BIBFRAME AV Modeling Study: Defining a Flexible Model for Description of Audiovisual Resources

Contents:

  • 1. Introduction
  • Characteristics of Moving Image and Recorded Sound Content
  • Summary of Requirements for a Content Model for Audiovisual Resource Description
  • 2. Comparative Analysis of Existing Content Models
  • 3. Requirements for Moving Image and Recorded Sound Content at the Library of Congress
  • 4. Toward a Generic Content Model
  • 5. Alignment with BIBFRAME
  • Appendix A: Recorded Sound Issues Related to Music Types
  • Appendix B: Data Models for Discographies
  • C. Challenges with Complex, Multi-part Audiovisual Works
  • Resources

The Library of Congress’ BIBFRAME Initiative aims to develop a “new foundation for bibliographic description, data creation, and data exchange more suited to the web and networked world. In addition to its goal of replacing the MARC format, it intends to accommodate different content models and cataloging rules, exploring new methods of data entry, and evaluating current exchange protocols”. As part of this work, the Library of Congress commissioned Audiovisual Preservation Solutions to help define an appropriate data model for AV material and to relate that to the BIBFRAME model.This report “aims to identify the content description needs of the moving image and recorded sound communities and specify how those requirements can be met within a semantic bibliographic data model designed generically to support all content types found in libraries.”It begins by describing the special characteristics of AV material that make it different from textual and other media (time-based, multiple creators/contributors, uniqueness, aggregations & collections, multiple generations and uses). After presenting an overview of the current landscape of cataloging content models for moving image and recorded sound such as FRBR/RDA, FIAF, OLAC, indecs, Variations, PBCore and EBUCore, it then proposes a generic content model that factors in the requirements for audiovisual content types.
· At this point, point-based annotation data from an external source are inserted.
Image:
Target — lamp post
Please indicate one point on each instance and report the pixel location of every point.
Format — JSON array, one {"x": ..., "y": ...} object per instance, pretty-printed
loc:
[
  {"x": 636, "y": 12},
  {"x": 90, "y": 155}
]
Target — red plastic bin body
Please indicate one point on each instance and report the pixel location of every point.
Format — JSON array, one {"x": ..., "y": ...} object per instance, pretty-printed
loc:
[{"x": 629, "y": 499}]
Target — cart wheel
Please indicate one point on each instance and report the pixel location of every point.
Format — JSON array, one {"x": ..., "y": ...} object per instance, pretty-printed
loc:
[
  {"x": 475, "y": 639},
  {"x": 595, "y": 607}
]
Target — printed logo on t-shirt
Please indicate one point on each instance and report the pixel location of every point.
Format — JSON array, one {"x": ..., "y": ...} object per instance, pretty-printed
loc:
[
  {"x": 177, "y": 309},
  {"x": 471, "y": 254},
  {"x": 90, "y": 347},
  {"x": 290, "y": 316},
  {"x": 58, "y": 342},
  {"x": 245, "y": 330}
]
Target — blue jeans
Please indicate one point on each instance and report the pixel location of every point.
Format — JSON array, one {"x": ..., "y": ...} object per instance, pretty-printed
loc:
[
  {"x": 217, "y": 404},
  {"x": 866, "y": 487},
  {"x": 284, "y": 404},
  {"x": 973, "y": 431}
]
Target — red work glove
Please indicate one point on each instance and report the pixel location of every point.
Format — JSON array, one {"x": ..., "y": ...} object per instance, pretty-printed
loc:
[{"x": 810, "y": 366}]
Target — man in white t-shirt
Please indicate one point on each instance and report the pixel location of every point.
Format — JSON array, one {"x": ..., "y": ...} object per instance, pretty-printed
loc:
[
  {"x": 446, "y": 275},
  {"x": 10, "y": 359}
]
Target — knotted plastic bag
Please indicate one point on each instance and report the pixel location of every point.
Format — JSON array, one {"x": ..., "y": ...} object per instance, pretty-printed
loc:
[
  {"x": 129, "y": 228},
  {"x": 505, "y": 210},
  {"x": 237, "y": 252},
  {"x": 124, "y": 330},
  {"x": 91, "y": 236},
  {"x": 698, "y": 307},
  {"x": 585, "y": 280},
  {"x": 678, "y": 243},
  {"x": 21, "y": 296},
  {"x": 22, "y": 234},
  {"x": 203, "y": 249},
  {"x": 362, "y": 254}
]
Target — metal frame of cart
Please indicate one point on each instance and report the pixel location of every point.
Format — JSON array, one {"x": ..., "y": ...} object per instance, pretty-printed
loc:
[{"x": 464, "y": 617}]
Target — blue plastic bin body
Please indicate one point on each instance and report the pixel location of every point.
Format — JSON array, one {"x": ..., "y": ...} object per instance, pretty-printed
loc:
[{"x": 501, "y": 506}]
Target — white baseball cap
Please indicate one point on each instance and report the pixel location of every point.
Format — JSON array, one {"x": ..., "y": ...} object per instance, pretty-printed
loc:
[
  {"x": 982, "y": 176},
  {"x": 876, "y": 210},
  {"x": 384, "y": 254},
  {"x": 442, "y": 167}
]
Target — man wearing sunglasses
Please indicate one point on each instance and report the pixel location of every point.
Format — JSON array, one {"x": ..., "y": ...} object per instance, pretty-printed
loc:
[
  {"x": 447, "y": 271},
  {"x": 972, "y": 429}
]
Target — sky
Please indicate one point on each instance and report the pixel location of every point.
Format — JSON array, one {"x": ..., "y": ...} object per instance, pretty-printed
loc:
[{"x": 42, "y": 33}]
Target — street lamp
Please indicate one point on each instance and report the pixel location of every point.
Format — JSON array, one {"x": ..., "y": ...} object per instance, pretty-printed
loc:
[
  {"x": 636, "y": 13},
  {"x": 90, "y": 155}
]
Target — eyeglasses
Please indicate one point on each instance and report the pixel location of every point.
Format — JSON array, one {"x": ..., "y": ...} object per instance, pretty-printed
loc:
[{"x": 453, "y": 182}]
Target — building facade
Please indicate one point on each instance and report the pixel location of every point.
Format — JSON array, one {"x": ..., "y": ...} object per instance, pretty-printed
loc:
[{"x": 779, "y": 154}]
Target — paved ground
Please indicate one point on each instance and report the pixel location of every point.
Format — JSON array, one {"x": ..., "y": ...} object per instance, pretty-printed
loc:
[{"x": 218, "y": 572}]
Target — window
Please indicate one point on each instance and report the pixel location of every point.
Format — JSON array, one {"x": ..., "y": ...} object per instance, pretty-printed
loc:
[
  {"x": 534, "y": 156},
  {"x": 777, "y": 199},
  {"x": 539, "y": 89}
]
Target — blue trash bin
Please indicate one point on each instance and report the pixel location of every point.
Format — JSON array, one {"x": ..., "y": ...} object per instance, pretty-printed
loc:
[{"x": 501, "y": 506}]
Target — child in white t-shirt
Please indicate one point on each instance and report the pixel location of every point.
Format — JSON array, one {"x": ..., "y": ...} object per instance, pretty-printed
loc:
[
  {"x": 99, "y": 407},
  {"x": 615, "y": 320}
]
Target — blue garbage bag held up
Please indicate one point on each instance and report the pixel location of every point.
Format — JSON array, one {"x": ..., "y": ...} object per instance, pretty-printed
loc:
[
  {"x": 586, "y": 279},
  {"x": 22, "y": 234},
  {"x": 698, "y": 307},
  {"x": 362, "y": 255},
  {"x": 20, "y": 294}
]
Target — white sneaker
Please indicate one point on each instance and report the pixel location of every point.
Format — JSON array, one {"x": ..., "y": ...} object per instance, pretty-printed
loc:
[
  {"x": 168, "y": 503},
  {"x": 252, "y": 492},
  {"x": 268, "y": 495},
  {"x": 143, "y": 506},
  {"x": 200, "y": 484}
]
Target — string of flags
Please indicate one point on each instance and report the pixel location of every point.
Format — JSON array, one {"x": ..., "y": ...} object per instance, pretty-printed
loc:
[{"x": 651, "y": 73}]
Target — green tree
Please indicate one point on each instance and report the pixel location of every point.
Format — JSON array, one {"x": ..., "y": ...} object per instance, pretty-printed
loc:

Finally, it proposes changes to the BIBFRAME model and vocabularies. Three appendices provide more detail about specific situations encountered with AV Material.The report was carried out in close consultation with the Library of Congress’s National Audiovisual Conservation Center (NAVCC) staff in Culpeper, Virginia and hopes to “encourage discussion about descriptive data needs for audio-visual content and materials at the early stage of BIBFRAME development” and “serve as a common starting point for that discussion across various communities”.

This study is valuable not only in how it clearly describes how audiovisual resources differ from other resources; it does a good job in demonstrating how different descriptive approaches taken by different av communities (television, film, sound, music) has resulted in the development of many different, and sometimes conflicting, metadata models that then negatively impact search and retrieval. The generic model it presents is very interesting and can hopefully lead to a resolution for archives that hold a large variety of content types and thus need flexibility in describing its collections but do not want to inhibit search and discovery of its collection.